At 05:00 PM 11/1/00 +0100, Michael Ströder wrote:
>"Kurt D. Zeilenga" wrote:
>> 
>> This implies that we not only validation and normalization functions,
>> but a DN "pretty" function.  To "pretty" the DN, the DN would be parsed
>> per RFC 1779 and then rebuilt per RFC 2253, Section 2.
>> We'd avoid unnecessary escaping,
>
>What does "unnecessary escaping" mean?

A client is free to escape any character in the attribute value.
For example, a client could escape everything but printable ASCII.

As part of the "pretty" process, only those characters which
require escaping per RFC 2253, 2.4, would be escaped in DNs
returned by servers.

>This whole thing is weird: If you e.g. parse a RFC2253 DN string
>with hex-escaped UTF-8 chars it's pretty hard to figure out if the
>hex-escaped chars should be kept as is or transferred to UTF-8.

Actually, it's not hard at all.  The escaping is just an encoding
mechanism.  The "pretty" routine just decodes per the grammar
then recodes to provide a DN in the more restrictive form.


>> use the hexpair escaping form verses the escape
>> prefix form, avoid OIDs, avoid BER encoded values, etc.  To normalize,
>> we'd parse per RFC 1779, normalize the value per its syntax, then
>> rebuild per RFC 2253.
>AFAIK RFC1779 allows ; as DN component delimiter instead of ,. How
>do you determine whether ; or , is used as delimiter?

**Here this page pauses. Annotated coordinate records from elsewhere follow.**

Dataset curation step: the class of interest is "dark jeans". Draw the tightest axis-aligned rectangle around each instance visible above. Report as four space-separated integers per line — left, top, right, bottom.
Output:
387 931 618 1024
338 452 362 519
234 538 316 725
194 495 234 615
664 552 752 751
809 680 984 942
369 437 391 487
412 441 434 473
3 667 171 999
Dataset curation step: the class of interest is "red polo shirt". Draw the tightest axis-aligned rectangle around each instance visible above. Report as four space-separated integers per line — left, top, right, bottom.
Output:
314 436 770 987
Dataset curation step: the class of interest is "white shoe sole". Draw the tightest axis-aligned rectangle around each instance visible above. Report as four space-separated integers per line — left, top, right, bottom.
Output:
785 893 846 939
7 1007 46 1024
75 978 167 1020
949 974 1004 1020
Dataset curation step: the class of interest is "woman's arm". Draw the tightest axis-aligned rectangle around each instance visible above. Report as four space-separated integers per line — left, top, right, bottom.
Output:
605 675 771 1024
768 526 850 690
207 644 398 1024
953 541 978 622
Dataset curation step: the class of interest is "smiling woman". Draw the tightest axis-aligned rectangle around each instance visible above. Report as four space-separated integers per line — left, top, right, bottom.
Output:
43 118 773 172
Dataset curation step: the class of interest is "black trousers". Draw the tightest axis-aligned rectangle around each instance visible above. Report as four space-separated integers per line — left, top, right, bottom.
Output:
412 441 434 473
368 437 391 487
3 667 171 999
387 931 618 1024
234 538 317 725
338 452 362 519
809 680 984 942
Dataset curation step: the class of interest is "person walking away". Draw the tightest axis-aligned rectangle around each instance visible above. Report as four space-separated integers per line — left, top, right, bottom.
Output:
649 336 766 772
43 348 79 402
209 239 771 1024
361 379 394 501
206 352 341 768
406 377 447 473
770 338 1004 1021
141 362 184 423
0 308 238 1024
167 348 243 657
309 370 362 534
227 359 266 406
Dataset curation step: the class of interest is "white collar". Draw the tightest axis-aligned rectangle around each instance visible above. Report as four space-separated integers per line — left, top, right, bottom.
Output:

Or you add it
>to your "avoid-list".

If the ';' is not escaped per RFC1779 then it's part of the value.
Note that though RFC2253 disallows use of ';' as a separator in
LDAPv3 DNs, it does require that ';' in values be escaped.

>Even worse: In my application I have to deal with ASN.1 structure of
>certificate DNs and mapping it to LDAP DNs...

If the client as a BER encoded DN, the client should map to an
LDAP DN as described in RFC 2253, Section 2.  If the client has
the DN in some other form (such as the traditional X.500 string
representation), it should convert to BER and go from there.